Back in the Biblical era there was a female judge.  She held the highest position in the land of Israel at one time.  So why are people complaining on something that is only Rabbinical.  The Rabbis are only protecting their business.  Besides she is much better looking then any Rabbi that I ever knew, including a few female Rabbis conservative & reform.  To all those Rabbis with some semblance of authority, remember that Jew who bucked with the Rabbis of his time.  We have had 20 centuries of problems since then.

03/16/10 10:44 PM

Once again, its all sociology and power. The Dati object because other Jews don’t. Truth is, we are all Reform, we all change with the times, always have. Though they pretend otherwise, the Orthodox change also, they just change in favor of more and more restrictions, inventing barriers, humrahs, and mitzvot lo laasot where none existed before.  Kol ha-Kavod to Rabbah Sara and Rabbi Weiss.

03/17/10 01:47 AM

I hope that Rabbi Sarah will stick to her guns and not be forced to take a backward step. If anyone studies and passes the tests to become a rabbi and can do the job then why not. It has never been the core of Judaism that women are inferior to men. I have been proud to be a member of a congregation in Sydney Australia that has had an has female Rabbis. They have brought a new level of communication that was lacking before. I do not think the title of Rabbah is a good one the title is Rabbi and should not be discriminated by gender.
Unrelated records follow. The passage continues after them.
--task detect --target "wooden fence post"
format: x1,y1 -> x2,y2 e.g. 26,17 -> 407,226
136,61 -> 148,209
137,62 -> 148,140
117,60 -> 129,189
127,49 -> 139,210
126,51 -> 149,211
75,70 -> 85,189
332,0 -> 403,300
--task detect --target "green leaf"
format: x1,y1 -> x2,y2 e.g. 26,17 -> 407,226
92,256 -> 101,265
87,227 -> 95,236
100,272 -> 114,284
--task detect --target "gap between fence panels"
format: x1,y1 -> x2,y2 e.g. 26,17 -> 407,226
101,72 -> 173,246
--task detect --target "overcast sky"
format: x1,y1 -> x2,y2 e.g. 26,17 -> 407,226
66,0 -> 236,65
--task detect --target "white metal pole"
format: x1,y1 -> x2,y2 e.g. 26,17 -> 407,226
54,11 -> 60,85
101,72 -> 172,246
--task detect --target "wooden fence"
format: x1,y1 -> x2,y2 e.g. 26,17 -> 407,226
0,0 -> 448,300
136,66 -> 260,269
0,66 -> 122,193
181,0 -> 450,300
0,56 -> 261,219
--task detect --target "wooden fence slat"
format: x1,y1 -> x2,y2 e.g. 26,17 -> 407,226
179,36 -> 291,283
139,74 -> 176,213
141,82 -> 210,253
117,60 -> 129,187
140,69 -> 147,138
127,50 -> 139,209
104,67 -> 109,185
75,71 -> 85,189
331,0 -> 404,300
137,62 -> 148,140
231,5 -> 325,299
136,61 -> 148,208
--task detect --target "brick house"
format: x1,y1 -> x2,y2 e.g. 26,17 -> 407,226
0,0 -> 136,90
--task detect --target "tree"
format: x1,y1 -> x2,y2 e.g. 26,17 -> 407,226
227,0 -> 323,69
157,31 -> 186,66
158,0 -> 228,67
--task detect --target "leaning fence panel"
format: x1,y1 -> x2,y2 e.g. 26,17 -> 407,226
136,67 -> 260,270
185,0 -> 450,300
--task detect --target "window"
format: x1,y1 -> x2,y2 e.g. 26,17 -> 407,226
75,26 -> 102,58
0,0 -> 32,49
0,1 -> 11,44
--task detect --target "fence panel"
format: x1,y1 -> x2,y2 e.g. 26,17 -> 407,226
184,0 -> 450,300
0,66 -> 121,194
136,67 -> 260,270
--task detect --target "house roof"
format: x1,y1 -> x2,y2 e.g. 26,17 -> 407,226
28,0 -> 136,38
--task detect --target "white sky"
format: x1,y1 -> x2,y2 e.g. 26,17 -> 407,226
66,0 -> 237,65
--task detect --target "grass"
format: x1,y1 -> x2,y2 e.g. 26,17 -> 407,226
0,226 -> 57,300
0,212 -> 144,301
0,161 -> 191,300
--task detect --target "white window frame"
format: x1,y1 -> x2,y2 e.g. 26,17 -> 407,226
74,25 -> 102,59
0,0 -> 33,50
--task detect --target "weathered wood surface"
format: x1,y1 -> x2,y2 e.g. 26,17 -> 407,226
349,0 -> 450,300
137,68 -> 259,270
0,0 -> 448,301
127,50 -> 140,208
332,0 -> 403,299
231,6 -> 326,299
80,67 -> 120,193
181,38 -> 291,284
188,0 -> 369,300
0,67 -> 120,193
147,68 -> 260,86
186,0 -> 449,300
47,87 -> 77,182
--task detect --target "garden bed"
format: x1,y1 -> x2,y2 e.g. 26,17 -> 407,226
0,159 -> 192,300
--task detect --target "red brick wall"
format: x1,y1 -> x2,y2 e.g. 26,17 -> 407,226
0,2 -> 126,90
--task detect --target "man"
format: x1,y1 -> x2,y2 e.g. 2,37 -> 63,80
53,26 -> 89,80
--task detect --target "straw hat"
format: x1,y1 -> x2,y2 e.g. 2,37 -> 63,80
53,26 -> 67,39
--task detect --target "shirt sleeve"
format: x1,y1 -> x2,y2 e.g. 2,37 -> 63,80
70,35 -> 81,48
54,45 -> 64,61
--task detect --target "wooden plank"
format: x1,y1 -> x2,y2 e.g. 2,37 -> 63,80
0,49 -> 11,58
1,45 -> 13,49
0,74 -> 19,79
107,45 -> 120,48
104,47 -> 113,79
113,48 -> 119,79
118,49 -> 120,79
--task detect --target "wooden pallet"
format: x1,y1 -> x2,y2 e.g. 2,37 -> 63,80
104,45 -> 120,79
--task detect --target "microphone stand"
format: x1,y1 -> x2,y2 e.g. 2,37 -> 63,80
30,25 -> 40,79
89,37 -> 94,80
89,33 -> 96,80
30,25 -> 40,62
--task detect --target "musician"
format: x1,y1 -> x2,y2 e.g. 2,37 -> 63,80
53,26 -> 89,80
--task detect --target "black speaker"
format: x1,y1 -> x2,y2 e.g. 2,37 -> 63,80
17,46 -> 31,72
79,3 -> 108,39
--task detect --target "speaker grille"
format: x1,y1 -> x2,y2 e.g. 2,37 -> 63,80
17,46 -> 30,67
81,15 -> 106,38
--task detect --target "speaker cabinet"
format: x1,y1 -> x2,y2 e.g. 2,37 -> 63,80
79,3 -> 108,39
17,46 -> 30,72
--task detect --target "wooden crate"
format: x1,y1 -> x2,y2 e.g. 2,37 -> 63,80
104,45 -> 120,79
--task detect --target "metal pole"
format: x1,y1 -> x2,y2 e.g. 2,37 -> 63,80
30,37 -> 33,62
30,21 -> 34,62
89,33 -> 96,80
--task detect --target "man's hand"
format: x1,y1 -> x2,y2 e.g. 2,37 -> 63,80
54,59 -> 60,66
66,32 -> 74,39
We Jews are not some backward mid-east religious sect, keeping women hidden behind covers, we are an educated and forward thinking people that have learned to make the most of our resources. Keeping women as second class and denying them the position and the joy of experiencing all aspects of our religion is contra to the spirit of Judaism.

Shame on people that would keep women down. Shame on anyone that would deny a person regardless of gender their right to serve their community as best they can.

Forget the title Rabbah call her a Rabbi and be done with it.